Интересующие нас персонажи этой эпохи практически являются нашими современниками. Иначе и не скажешь. Если вдова Моцарта пережила Пушкина и оказалась запечатлена на фотографии (в отличие от Пушкина), а сам Моцарт всего на шесть лет разминулся с Бахом, а Бах жил «в двух шагах» от Монтеверди – четыре десятка лет, о чем тут говорить, если были живы еще старики, которые играли с великим маэстро «Коронацию Поппеи». Хорошо-хорошо, живы в другой стране, пусть они будут здоровы, но тем не менее…
И вот, барочный оркестр исполняет уже знакомые нам оперы Монтеверди – звучат разнокалиберные виолы, теорбы, сакбуты, гитара, литавры. А в это время в восьмидесяти километрах от Мантуи, в Кремоне, скрипичный мастер Николо Амати доводит скрипку до ее канонического состояния. Говоря иначе, в то время, как продолжает своим естественным путем развиваться эпоха барокко в музыке, появляется инструмент, в котором заложены технические и акустические возможности для исполнения произведений эпохи классицизма, романтизма и даже (благоговейным шепотом) экспрессионизма, если мы говорим, к примеру, о скрипичном концерте А. Берга.
При этом ни в Мантуе, ни даже в Кремоне никто об этом, что называется, ни сном, ни духом.
Пока время не пришло, разумеется.
Другой, вполне канонический пример – это саксофон.
То, что он не разделил участь множества музыкальных Франкенштейнов, – историческая случайность. Такой инструмент, как арпеджионе, от забвения спасла только дань уважения музыкантов XX века к великому Францу Шуберту. Популярность саксофона – столь же неожиданный результат, побочный эффект, если можно так сказать, такого достаточно несимпатичного явления, как рабство в США.
Он был сконструирован Адольфом Саксом как своего рода мостик между деревянными духовыми и медными в военных оркестрах, с восторгом принят Берлиозом, пару раз блистательно, надо сказать, был использован в симфоническом оркестре А. Тома и Ж. Бизе. На этом дело и кончилось, потому что саксофон в симфонических произведениях XX века – это либо непонятно о чем, как у Хачатуряна, либо все же некоторый идейно-музыкально-контекстный рикошет, как у Рахманинова.
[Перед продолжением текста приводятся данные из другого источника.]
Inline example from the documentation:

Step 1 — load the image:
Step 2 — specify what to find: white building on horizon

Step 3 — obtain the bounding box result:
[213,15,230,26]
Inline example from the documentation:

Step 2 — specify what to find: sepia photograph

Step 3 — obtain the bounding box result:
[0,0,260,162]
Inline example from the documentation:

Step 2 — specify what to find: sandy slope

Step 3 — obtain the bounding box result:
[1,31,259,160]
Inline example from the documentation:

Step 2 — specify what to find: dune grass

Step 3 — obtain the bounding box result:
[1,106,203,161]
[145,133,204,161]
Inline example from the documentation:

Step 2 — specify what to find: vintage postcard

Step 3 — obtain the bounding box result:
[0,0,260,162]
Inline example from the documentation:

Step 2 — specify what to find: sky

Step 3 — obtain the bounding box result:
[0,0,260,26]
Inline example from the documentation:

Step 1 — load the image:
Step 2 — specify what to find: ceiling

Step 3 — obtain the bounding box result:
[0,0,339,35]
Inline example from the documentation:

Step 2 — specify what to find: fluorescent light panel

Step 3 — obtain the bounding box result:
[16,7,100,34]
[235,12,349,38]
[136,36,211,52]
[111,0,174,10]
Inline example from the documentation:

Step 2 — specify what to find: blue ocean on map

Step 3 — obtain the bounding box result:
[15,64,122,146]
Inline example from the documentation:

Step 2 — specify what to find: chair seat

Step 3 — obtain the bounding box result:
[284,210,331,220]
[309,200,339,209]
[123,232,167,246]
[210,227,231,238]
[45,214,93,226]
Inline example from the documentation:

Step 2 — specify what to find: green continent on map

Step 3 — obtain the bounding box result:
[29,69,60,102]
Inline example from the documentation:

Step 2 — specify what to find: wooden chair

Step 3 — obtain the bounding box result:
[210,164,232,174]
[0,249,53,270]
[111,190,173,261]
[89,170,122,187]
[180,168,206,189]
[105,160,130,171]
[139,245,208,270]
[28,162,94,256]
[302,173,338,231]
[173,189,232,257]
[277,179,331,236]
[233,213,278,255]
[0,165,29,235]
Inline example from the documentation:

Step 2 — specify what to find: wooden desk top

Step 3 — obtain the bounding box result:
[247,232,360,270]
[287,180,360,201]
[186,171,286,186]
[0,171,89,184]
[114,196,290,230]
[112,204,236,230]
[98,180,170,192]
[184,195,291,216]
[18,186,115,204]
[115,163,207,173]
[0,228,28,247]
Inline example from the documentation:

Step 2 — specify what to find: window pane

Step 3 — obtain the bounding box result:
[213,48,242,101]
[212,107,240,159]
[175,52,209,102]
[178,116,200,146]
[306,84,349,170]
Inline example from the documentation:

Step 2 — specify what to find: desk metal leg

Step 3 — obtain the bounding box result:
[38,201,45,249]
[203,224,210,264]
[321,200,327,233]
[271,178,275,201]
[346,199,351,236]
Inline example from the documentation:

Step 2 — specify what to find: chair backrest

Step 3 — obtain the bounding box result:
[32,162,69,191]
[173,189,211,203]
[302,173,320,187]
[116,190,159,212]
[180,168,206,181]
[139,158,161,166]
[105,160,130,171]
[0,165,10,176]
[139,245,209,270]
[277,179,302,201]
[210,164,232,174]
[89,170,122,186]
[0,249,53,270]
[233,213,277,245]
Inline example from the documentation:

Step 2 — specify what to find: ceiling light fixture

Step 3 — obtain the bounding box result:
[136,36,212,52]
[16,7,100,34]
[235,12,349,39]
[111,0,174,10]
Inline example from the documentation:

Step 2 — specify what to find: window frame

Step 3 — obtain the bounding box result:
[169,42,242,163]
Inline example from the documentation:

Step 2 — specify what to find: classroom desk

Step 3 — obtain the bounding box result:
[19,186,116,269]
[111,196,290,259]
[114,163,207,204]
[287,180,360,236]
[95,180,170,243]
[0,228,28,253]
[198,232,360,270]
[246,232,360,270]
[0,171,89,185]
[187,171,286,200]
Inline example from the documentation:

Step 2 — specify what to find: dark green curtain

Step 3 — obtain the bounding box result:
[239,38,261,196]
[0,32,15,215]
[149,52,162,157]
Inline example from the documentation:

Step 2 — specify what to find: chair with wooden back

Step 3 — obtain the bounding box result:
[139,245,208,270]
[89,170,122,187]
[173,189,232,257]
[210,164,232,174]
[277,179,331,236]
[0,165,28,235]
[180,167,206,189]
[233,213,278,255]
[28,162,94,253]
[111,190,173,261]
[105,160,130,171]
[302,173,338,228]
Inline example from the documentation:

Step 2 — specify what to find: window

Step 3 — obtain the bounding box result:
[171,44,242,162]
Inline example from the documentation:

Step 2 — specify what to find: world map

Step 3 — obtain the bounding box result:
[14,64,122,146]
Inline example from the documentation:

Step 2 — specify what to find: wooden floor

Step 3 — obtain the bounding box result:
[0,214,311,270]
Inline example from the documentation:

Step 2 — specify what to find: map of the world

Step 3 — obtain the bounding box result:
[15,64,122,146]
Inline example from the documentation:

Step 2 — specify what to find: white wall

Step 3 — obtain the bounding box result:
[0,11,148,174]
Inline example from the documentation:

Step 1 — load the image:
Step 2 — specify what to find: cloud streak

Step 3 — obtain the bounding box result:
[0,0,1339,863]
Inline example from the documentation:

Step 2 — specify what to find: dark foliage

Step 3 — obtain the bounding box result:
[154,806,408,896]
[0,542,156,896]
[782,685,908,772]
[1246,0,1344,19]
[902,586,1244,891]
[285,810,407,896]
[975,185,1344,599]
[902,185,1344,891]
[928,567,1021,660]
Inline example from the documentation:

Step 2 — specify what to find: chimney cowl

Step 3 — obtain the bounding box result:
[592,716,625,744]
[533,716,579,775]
И никто – ни сам Сакс, ни Тома, ни Бизе, ни даже сам Берлиоз – представить себе не могли, для чего на самом деле предназначен саксофон.
Мысль моя достаточно прозрачна? Физический носитель музыкального языка есть, а самого языка нет. И культуры этой тоже.
Более того, это мы знаем об этом, а они-то…
Нет, вы просто представьте себе, что держите в руках музыкальный инструмент, адекватная музыка для которого будет написана через семьдесят лет.
И вот теперь мы подошли к тому, с чего начались все эти мои размышления.
Просто однажды я сидел, почти ничего не делал, а только думал, и мне пришло в голову, что ведь электрогитара появилась как-то вдруг, как взрыв, заняв сразу гигантскую музыкально-экологическую нишу. И произошло это после войны. Если точнее, по ощущению это начало–середина пятидесятых. Американские звезды рок-н-ролла Билл Хейли, Чак Берри, Джерри Ли Льюис…
Так оно и было, конечно.
Но первый звукосниматель был создан в 1924 году, в массовой продаже электрогитары появились в 1931 году, а вот адекватная социально-музыкальная среда для этого инструмента появилась лишь через двадцать лет.
Я бы огляделся – нет ли чего-то необычного среди музыкальных инструментов?
Хотя история подсказывает, что это бесполезно.